Many survivors could scarcely imagine rebuilding Jewish life. Zionism was attractive to a large proportion of those who had been uprooted. Those who stayed in Europe faced reintegration into society depending on national contexts. The immigration of Jews from North Africa and the Soviet Union changed European Jewish communities fundamentally.

Armborst-Weihs considers displaced persons in the years following the war. She turns to the exodus of Jews from the former Soviet Union, that unfolded in the 1960s through the 1970s. Much of the emigration was directed to settling in the State of Israel, changing its social and political complexion.

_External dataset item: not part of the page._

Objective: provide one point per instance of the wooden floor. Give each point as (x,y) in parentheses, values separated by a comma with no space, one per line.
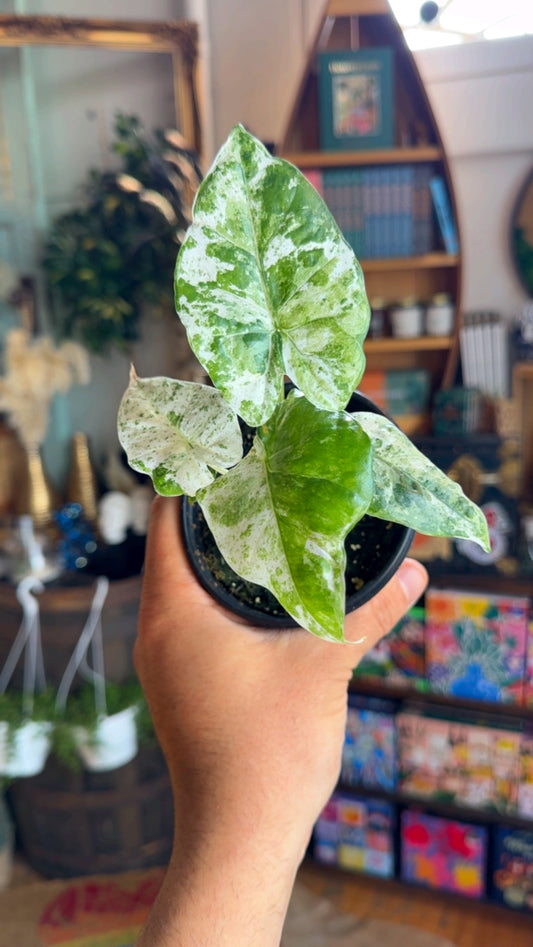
(464,923)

In Poland, the effects of the Holocaust continue to stunt the small Polish Jewish population—once a community of 3.5 million Jews. Today, there is an appreciation of the legacy of Polish Jewry, with a museum, kosher restaurants, and klezmer music concerts—but not very many Jews. Hungarian Jewry was similarly annihilated. Its slow recovery has recently been checked by rising anti-Semitism and government opposition.

Germany slowly began a resurgence of Jewish life, buttressed by a huge influx of Soviet Jews. It recently opened both liberal and orthodox rabbinical schools to provide leadership for the burgeoning Jewish population. The German government has been supportive of this renaissance.

Great Britain’s Jewish population was not appreciably affected by the Holocaust. In the post-war decades, British Jewry was characterized by social mobility. Contrary to pessimistic forecasts of demography of British Judaism for the late 20th century, recent figures indicate a growth in population.

Zionism found widespread approval in French Jewish society. Despite some emigration from France to Israel in recent years, the Jewish community in France is the third largest in the world. This is in part due to an influx of North African Jewish immigration, which changed the social make-up.

Armborst-Weihs concludes with surveys of the Italian, Spanish, and Greek Jewish communities. Owing to the diversity of traditions and interests within Judaism in Europe, many different Jewish identities have developed.